Ни о чем, повторюсь, он меня не спрашивал, только покашливал в кулак. Я сделал последний глоток обжигающего чаю, помолчал еще напоследок, и тут меня словно прорвало. Я, торопясь, комкая слова, заикаясь, вдруг обрушил на старика рассказ о том, что произошло со мной за последние двое суток. Все, не исключая и своего эротического приключения в гостинице (боже, как давно это было!). Все, абсолютно все я выложил доктору, даже то, что утаил от своего преданного друга, Людвига Маруто-Сокольского, говорил, пока в горле не засаднило.

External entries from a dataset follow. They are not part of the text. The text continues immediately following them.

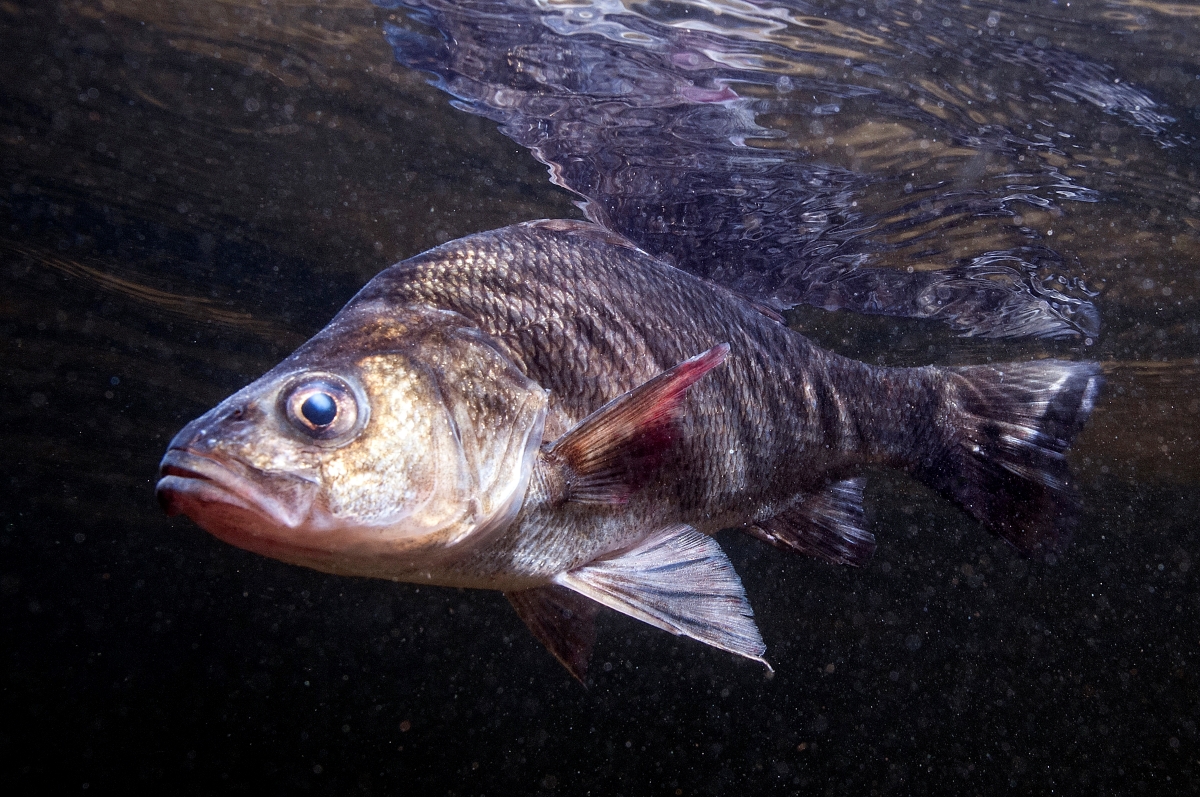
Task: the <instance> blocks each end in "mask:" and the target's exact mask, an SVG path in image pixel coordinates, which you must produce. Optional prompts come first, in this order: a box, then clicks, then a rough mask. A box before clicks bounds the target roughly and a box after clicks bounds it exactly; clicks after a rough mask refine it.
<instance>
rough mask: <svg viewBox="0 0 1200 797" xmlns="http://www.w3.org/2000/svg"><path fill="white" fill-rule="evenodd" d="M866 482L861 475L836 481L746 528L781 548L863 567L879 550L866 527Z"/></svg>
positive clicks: (798, 552) (788, 550) (749, 531)
mask: <svg viewBox="0 0 1200 797" xmlns="http://www.w3.org/2000/svg"><path fill="white" fill-rule="evenodd" d="M864 484H865V479H863V478H860V477H859V478H854V479H845V480H842V481H835V483H834V484H830V485H829V486H828V487H826V490H824V491H822V492H818V493H815V495H811V496H804V497H803V499H802V501H800V502H799V503H797V504H794V505H793V507H790V508H788V509H787V510H785V511H784V513H780V514H779V515H776V516H775V517H772V519H769V520H766V521H761V522H758V523H756V525H754V526H749V527H746V529H745V531H746V532H748V533H749V534H750V535H751V537H756V538H758V539H761V540H763V541H766V543H769V544H772V545H774V546H775V547H779V549H784V550H788V551H796V552H798V553H804V555H806V556H812V557H816V558H818V559H822V561H823V562H829V563H830V564H850V565H853V567H863V565H864V564H866V563H868V561H870V558H871V555H872V553H875V535H874V534H871V533H870V532H868V531H866V529H865V528H863V527H864V526H865V517H864V516H863V486H864Z"/></svg>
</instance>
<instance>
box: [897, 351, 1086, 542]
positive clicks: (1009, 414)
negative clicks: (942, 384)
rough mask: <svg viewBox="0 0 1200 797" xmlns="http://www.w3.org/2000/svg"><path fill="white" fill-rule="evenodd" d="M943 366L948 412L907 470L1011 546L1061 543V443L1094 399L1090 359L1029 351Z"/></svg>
mask: <svg viewBox="0 0 1200 797" xmlns="http://www.w3.org/2000/svg"><path fill="white" fill-rule="evenodd" d="M946 371H947V376H948V380H947V388H946V401H947V405H948V407H950V408H953V411H954V414H953V417H954V420H953V423H952V424H950V427H949V431H948V433H947V437H946V438H944V439H943V441H942V442H941V443H940V444H938V447H940V450H936V451H934V453H932V454H931V456H929V457H928V460H926V461H925V462H923V463H922V465H919V466H917V467H916V468H914V474H916V475H917V477H918V478H920V479H922V480H923V481H925V483H926V484H929V485H930V486H932V487H934V489H936V490H937V491H938V492H941V493H942V495H944V496H947V497H949V498H950V499H952V501H954V502H955V503H958V504H959V505H960V507H962V508H964V509H966V510H967V511H968V513H970V514H971V515H973V516H974V517H976V519H977V520H979V521H980V522H982V523H983V525H984V526H986V527H988V529H989V531H991V532H992V533H994V534H996V535H997V537H1000V538H1002V539H1004V540H1007V541H1008V543H1009V544H1012V545H1013V546H1014V547H1016V550H1018V551H1020V552H1021V553H1024V555H1026V556H1030V555H1032V553H1037V552H1052V551H1057V550H1061V549H1062V547H1063V546H1064V545H1066V544H1067V540H1068V539H1069V538H1070V533H1072V531H1073V529H1074V526H1075V520H1076V514H1078V508H1079V499H1078V496H1076V492H1075V487H1074V485H1073V484H1072V479H1070V472H1069V469H1068V467H1067V457H1066V451H1067V449H1068V448H1069V447H1070V444H1072V443H1073V442H1074V439H1075V437H1076V436H1078V435H1079V432H1080V431H1081V430H1082V429H1084V424H1085V423H1086V421H1087V418H1088V415H1091V412H1092V408H1093V407H1094V405H1096V397H1097V395H1098V392H1099V389H1100V386H1102V384H1103V377H1102V376H1100V366H1099V365H1098V364H1096V362H1069V361H1063V360H1038V361H1036V362H1009V364H1003V365H978V366H967V367H956V368H947V370H946Z"/></svg>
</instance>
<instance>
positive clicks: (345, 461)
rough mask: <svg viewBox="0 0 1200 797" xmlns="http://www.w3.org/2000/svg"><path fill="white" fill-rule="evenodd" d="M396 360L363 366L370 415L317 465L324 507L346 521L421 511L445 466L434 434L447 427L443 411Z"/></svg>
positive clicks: (414, 379) (441, 445)
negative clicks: (325, 506)
mask: <svg viewBox="0 0 1200 797" xmlns="http://www.w3.org/2000/svg"><path fill="white" fill-rule="evenodd" d="M397 360H398V358H396V359H391V358H383V356H379V358H368V359H367V360H364V361H362V362H361V364H360V368H361V374H362V382H364V386H365V388H366V392H367V395H368V396H370V397H371V419H370V421H368V423H367V426H366V429H364V430H362V433H361V435H360V436H359V438H358V439H355V441H354V442H353V443H350V444H349V445H346V447H344V448H341V449H337V450H335V451H331V453H330V455H329V457H328V459H326V460H325V462H324V465H323V467H322V479H323V483H324V484H325V487H326V495H328V497H329V509H330V511H331V513H332V514H334V515H335V516H338V517H342V519H344V520H349V521H358V522H361V523H365V525H378V523H386V522H388V521H389V520H390V519H394V517H395V516H396V515H397V514H407V513H410V511H413V510H415V509H418V508H422V513H424V511H425V509H424V507H425V505H426V504H427V503H428V502H430V499H431V498H432V497H433V493H434V492H436V489H437V486H438V481H439V479H438V473H439V471H443V469H444V468H443V467H439V462H438V455H439V451H442V450H443V449H444V448H445V447H444V445H443V444H440V441H439V439H438V438H439V437H444V436H445V433H446V432H448V430H444V429H442V427H443V426H444V425H445V420H444V412H443V409H442V407H440V405H439V402H438V399H437V395H436V394H433V391H432V390H431V389H430V386H428V385H427V383H426V382H425V379H422V378H420V377H419V376H418V374H414V373H413V372H412V371H410V370H409V368H408V367H406V364H404V362H403V361H397ZM442 465H444V463H442ZM434 514H438V513H437V511H436V510H434Z"/></svg>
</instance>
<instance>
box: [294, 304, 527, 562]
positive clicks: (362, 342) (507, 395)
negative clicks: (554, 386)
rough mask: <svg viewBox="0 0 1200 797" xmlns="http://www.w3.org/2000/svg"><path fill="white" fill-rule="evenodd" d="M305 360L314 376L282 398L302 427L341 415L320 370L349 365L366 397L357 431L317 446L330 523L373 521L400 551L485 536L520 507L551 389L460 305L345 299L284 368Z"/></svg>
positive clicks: (300, 380)
mask: <svg viewBox="0 0 1200 797" xmlns="http://www.w3.org/2000/svg"><path fill="white" fill-rule="evenodd" d="M347 360H348V361H347ZM301 364H304V365H306V366H308V367H307V368H305V373H308V374H313V376H310V377H304V376H301V377H292V379H293V380H294V382H293V384H296V385H299V390H298V391H296V392H294V394H288V395H284V396H282V401H281V405H280V406H281V412H282V413H284V414H286V417H287V419H288V421H289V423H290V426H292V429H293V431H298V432H299V435H300V436H304V433H305V429H304V427H306V426H313V429H314V431H313V432H310V433H311V435H319V433H320V432H322V430H324V429H326V426H324V425H322V424H314V423H313V421H328V424H329V427H332V426H336V424H337V423H338V421H337V414H336V412H332V411H331V406H340V402H338V401H337V392H336V390H334V389H332V388H331V386H330V385H331V383H332V380H331V379H329V378H328V377H325V376H323V374H324V373H329V374H336V373H338V372H342V373H346V374H347V377H348V378H347V382H348V383H350V384H354V383H356V384H359V385H361V389H362V391H364V392H365V396H366V400H367V402H368V403H370V421H368V423H367V424H366V426H365V427H364V429H362V431H361V433H359V435H358V436H356V437H355V438H354V439H350V441H348V442H347V443H346V444H344V445H341V447H338V448H336V449H335V450H328V451H326V453H324V455H323V456H320V461H322V465H320V477H319V480H320V483H322V486H323V491H324V493H325V499H326V507H328V513H329V515H330V521H331V522H332V523H334V525H337V526H341V527H346V526H356V527H361V528H364V531H366V529H367V528H372V529H377V532H378V533H379V534H380V535H382V539H380V540H379V541H380V543H383V541H386V543H389V544H390V546H391V550H392V551H396V552H400V550H403V549H412V547H426V546H433V547H440V546H450V545H456V544H458V543H462V541H464V540H467V539H468V538H469V539H473V540H478V539H481V538H482V537H486V535H487V534H488V533H491V532H493V531H497V529H500V528H503V527H505V526H506V525H508V523H509V522H510V521H511V520H512V519H514V517H515V516H516V514H517V511H520V509H521V505H522V502H523V498H524V493H526V489H527V486H528V484H529V475H530V473H532V469H533V462H534V459H535V456H536V453H538V450H539V447H540V445H541V437H542V429H544V425H545V419H546V407H547V392H546V391H545V390H544V389H541V388H540V386H539V385H538V384H536V383H534V382H532V380H530V379H529V378H527V377H526V376H524V374H523V373H522V372H521V371H520V370H518V368H517V367H516V366H515V365H514V364H512V361H511V360H510V359H509V358H508V356H506V355H505V354H504V353H503V352H502V350H500V349H499V348H497V346H496V344H494V343H493V341H491V340H490V338H488V337H487V336H485V335H484V334H482V332H480V331H479V330H478V329H475V328H474V326H470V325H469V323H468V322H467V320H466V319H463V318H462V317H461V316H458V314H457V313H451V312H446V311H436V310H428V308H421V307H408V308H403V310H400V311H397V310H396V308H395V307H394V306H389V305H388V304H386V302H384V301H366V302H361V304H359V302H352V305H350V306H349V307H347V310H346V311H343V313H341V314H340V316H338V317H337V318H336V319H335V320H334V323H331V324H330V325H329V326H328V328H326V329H325V330H323V331H322V332H320V334H319V335H318V336H317V337H314V338H313V340H312V341H310V342H308V343H306V344H305V346H304V347H301V348H300V349H299V350H298V352H296V353H295V354H294V355H293V358H289V361H286V362H284V364H281V367H282V366H284V365H293V366H295V365H301ZM349 371H353V376H350V374H349V373H348V372H349ZM335 439H336V438H335ZM313 444H314V445H322V441H313ZM326 445H328V444H326ZM362 543H364V544H365V545H370V543H368V541H367V540H362Z"/></svg>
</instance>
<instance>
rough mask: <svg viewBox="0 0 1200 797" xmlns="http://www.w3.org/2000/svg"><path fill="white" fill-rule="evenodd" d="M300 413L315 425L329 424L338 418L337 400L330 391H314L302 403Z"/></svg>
mask: <svg viewBox="0 0 1200 797" xmlns="http://www.w3.org/2000/svg"><path fill="white" fill-rule="evenodd" d="M300 414H301V415H304V418H305V420H307V421H308V423H310V424H312V425H313V426H328V425H329V424H332V423H334V419H335V418H337V402H336V401H334V397H332V396H331V395H329V394H328V392H314V394H312V395H311V396H308V397H307V399H305V402H304V403H302V405H300Z"/></svg>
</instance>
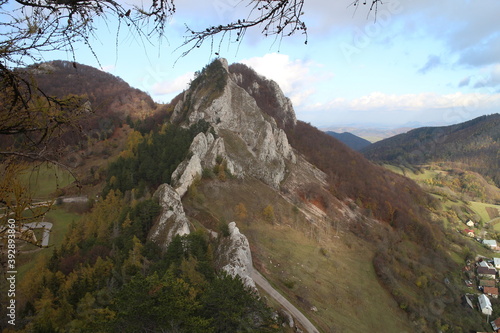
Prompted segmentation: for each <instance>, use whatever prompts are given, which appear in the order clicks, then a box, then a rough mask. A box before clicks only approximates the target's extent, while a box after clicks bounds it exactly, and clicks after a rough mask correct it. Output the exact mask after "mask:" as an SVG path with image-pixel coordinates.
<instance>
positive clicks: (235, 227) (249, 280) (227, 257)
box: [216, 222, 255, 289]
mask: <svg viewBox="0 0 500 333" xmlns="http://www.w3.org/2000/svg"><path fill="white" fill-rule="evenodd" d="M228 227H229V236H227V237H224V238H222V241H221V243H220V245H219V247H218V248H217V253H216V254H217V259H216V264H217V266H218V267H219V268H220V269H222V270H224V271H226V272H227V273H228V274H229V275H231V276H233V277H234V276H236V275H238V276H239V277H240V278H241V280H242V281H243V283H244V284H245V286H247V287H250V288H253V289H255V282H254V281H253V279H252V278H251V277H250V276H251V274H252V270H253V263H252V253H251V252H250V244H249V243H248V239H247V238H246V237H245V235H243V234H242V233H241V232H240V230H239V229H238V227H236V223H235V222H231V223H229V225H228Z"/></svg>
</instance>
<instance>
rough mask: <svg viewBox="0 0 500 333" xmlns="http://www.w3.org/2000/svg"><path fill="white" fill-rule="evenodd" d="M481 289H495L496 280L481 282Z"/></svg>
mask: <svg viewBox="0 0 500 333" xmlns="http://www.w3.org/2000/svg"><path fill="white" fill-rule="evenodd" d="M479 286H480V287H494V286H495V280H479Z"/></svg>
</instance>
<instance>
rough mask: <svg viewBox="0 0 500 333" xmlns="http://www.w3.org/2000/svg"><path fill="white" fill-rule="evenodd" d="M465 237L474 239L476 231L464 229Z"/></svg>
mask: <svg viewBox="0 0 500 333" xmlns="http://www.w3.org/2000/svg"><path fill="white" fill-rule="evenodd" d="M464 235H466V236H469V237H474V230H472V229H464Z"/></svg>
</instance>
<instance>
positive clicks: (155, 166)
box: [104, 121, 209, 196]
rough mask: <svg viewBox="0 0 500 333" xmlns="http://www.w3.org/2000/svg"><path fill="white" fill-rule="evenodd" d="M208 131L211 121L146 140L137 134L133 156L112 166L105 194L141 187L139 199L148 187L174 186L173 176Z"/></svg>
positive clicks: (128, 154)
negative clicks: (194, 147)
mask: <svg viewBox="0 0 500 333" xmlns="http://www.w3.org/2000/svg"><path fill="white" fill-rule="evenodd" d="M208 128H209V124H208V123H207V122H205V121H199V122H198V123H197V124H195V125H193V126H191V127H190V128H189V129H184V128H181V127H179V126H175V125H166V126H165V127H164V128H163V129H162V130H160V131H153V132H151V133H150V134H148V135H146V136H145V137H142V135H140V134H137V135H138V139H139V142H137V143H136V144H135V145H134V146H133V147H132V149H131V150H129V154H122V155H123V156H120V157H119V158H118V159H117V160H116V161H114V162H113V163H111V164H110V166H109V168H108V172H107V173H108V178H107V179H108V182H107V185H106V187H105V188H104V194H106V193H107V192H108V191H109V190H111V189H117V190H120V191H121V192H122V193H125V192H126V191H128V190H132V189H133V188H138V190H139V196H142V193H143V192H144V189H145V188H146V187H148V188H153V189H154V188H156V187H158V185H160V184H163V183H168V184H170V180H171V179H170V177H171V175H172V173H173V172H174V170H175V168H177V166H178V165H179V163H180V162H181V161H183V160H184V159H185V158H186V156H187V154H188V150H189V146H190V145H191V142H192V141H193V139H194V137H195V136H196V135H197V134H198V133H200V132H206V131H207V130H208Z"/></svg>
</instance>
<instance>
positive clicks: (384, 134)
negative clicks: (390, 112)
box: [322, 126, 415, 143]
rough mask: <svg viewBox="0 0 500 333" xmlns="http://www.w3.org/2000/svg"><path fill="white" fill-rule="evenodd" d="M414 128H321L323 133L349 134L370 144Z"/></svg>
mask: <svg viewBox="0 0 500 333" xmlns="http://www.w3.org/2000/svg"><path fill="white" fill-rule="evenodd" d="M414 128H415V127H399V128H390V129H389V128H357V127H349V126H343V127H331V126H330V127H325V128H322V130H323V131H325V132H326V131H332V132H337V133H343V132H349V133H351V134H354V135H356V136H359V137H360V138H363V139H365V140H368V141H370V142H372V143H373V142H377V141H380V140H383V139H387V138H390V137H391V136H395V135H398V134H401V133H406V132H408V131H409V130H412V129H414Z"/></svg>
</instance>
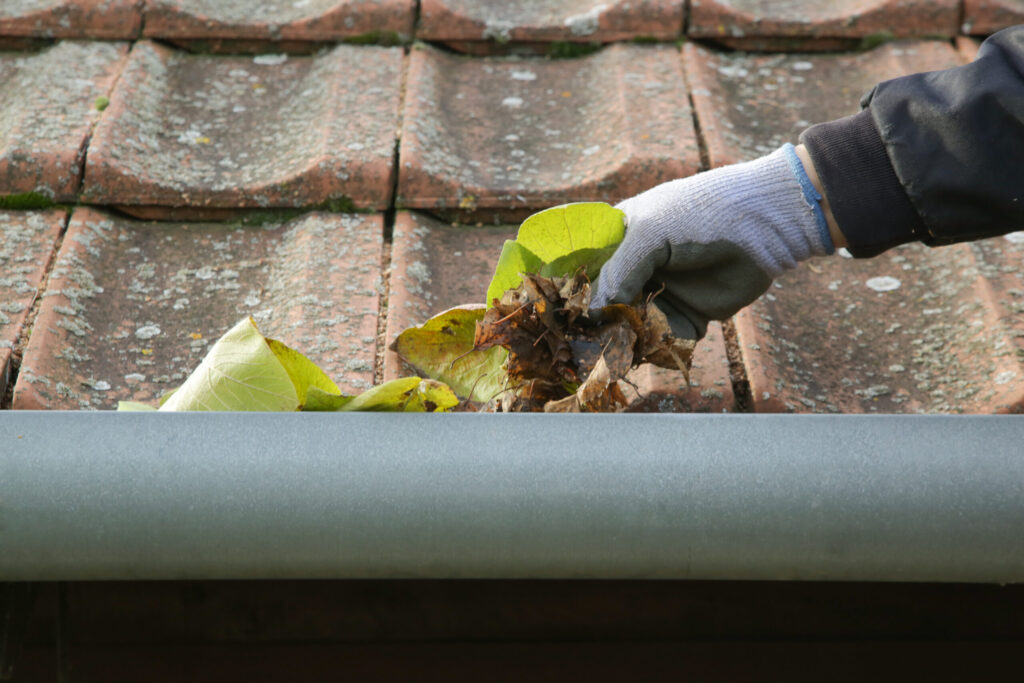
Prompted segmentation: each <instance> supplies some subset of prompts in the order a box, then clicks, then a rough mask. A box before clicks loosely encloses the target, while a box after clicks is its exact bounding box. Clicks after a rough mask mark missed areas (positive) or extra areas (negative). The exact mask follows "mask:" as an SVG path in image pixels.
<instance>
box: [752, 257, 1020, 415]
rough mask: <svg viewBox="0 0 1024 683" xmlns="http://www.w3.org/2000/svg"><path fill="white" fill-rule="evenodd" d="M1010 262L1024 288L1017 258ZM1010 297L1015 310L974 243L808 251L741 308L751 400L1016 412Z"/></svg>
mask: <svg viewBox="0 0 1024 683" xmlns="http://www.w3.org/2000/svg"><path fill="white" fill-rule="evenodd" d="M1004 246H1005V245H1002V244H998V245H997V246H996V245H994V244H993V245H991V248H992V249H995V250H997V249H999V248H1001V247H1004ZM1013 267H1014V270H1012V271H1011V273H1010V274H1008V275H1007V279H1008V280H1010V281H1015V282H1016V286H1017V288H1018V291H1022V290H1020V289H1019V288H1022V287H1024V280H1022V275H1024V268H1021V266H1020V260H1019V258H1018V259H1017V263H1016V264H1014V266H1013ZM1012 289H1013V288H1012ZM1006 299H1008V303H1009V304H1010V305H1011V308H1010V309H1000V307H997V306H995V305H993V304H994V303H996V298H995V297H993V296H992V294H991V290H990V289H989V287H988V285H987V284H986V282H985V281H984V280H983V279H981V278H979V266H978V262H977V260H976V258H975V256H974V252H973V251H972V247H971V246H970V245H955V246H953V247H945V248H942V249H936V250H929V249H928V248H926V247H922V246H920V245H908V246H904V247H901V248H898V249H896V250H894V251H891V252H889V253H887V254H884V255H882V256H880V257H879V258H877V259H872V260H863V261H861V260H845V259H818V260H816V261H812V262H811V266H807V267H800V268H798V269H796V270H794V271H792V272H787V273H785V274H784V275H782V276H781V278H779V279H778V281H777V282H776V284H775V286H774V287H773V288H772V289H771V290H769V292H768V293H767V294H766V295H765V296H763V297H762V298H761V300H759V301H758V302H756V303H755V304H754V305H753V306H751V307H750V308H749V309H746V310H745V311H742V312H740V314H739V315H738V316H737V318H736V328H737V332H738V335H739V341H740V351H741V353H742V357H743V361H744V365H745V368H746V372H748V376H749V379H750V384H751V393H752V396H753V399H754V405H755V409H756V410H757V411H785V412H801V413H806V412H815V413H823V412H842V413H864V412H880V413H958V412H965V413H995V412H1008V411H1016V412H1019V411H1020V410H1021V409H1022V408H1024V366H1022V365H1021V359H1020V357H1019V356H1018V354H1017V352H1016V347H1017V345H1018V342H1019V340H1016V341H1015V337H1013V334H1014V329H1015V328H1014V326H1013V318H1012V317H1011V316H1010V315H1009V314H1008V313H1009V310H1012V309H1013V308H1012V306H1013V304H1014V300H1015V299H1016V297H1015V296H1014V295H1008V296H1007V297H1006ZM1017 329H1019V328H1017Z"/></svg>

И, рассказав все, откинулся на выпуклую спинку дивана, обтянутую потрескавшейся кожей.
Колени и ладони, сбитые во время прыжка из окна гостиницы, горели; я не чувствовал этого, пока бежал с места происшествия, и пока сидел тут у доктора, продолжая свой рассказ, но теперь ощутил эту раздражающую боль в полной мере.
Я ждал какого-то отклика, но старик молчал и даже кашлять перестал. Мне было невыносимо это молчание, и я сам спросил его, безнадежно:
— Что мне делать теперь?
Я уж было приготовился к тому, что Остри-ков укажет мне на дверь. И правда, о чем только я думал, направляясь сюда! Ведь он даже в силу своего служебного положения не будет укрывать долж-ностного преступника; а если потом станет известным, что он не донес обо мне, то это сильно повредит ему. Разве я вправе требовать от него сочувствия? И так уж я приношу зло всем, с кем соприкасаюсь…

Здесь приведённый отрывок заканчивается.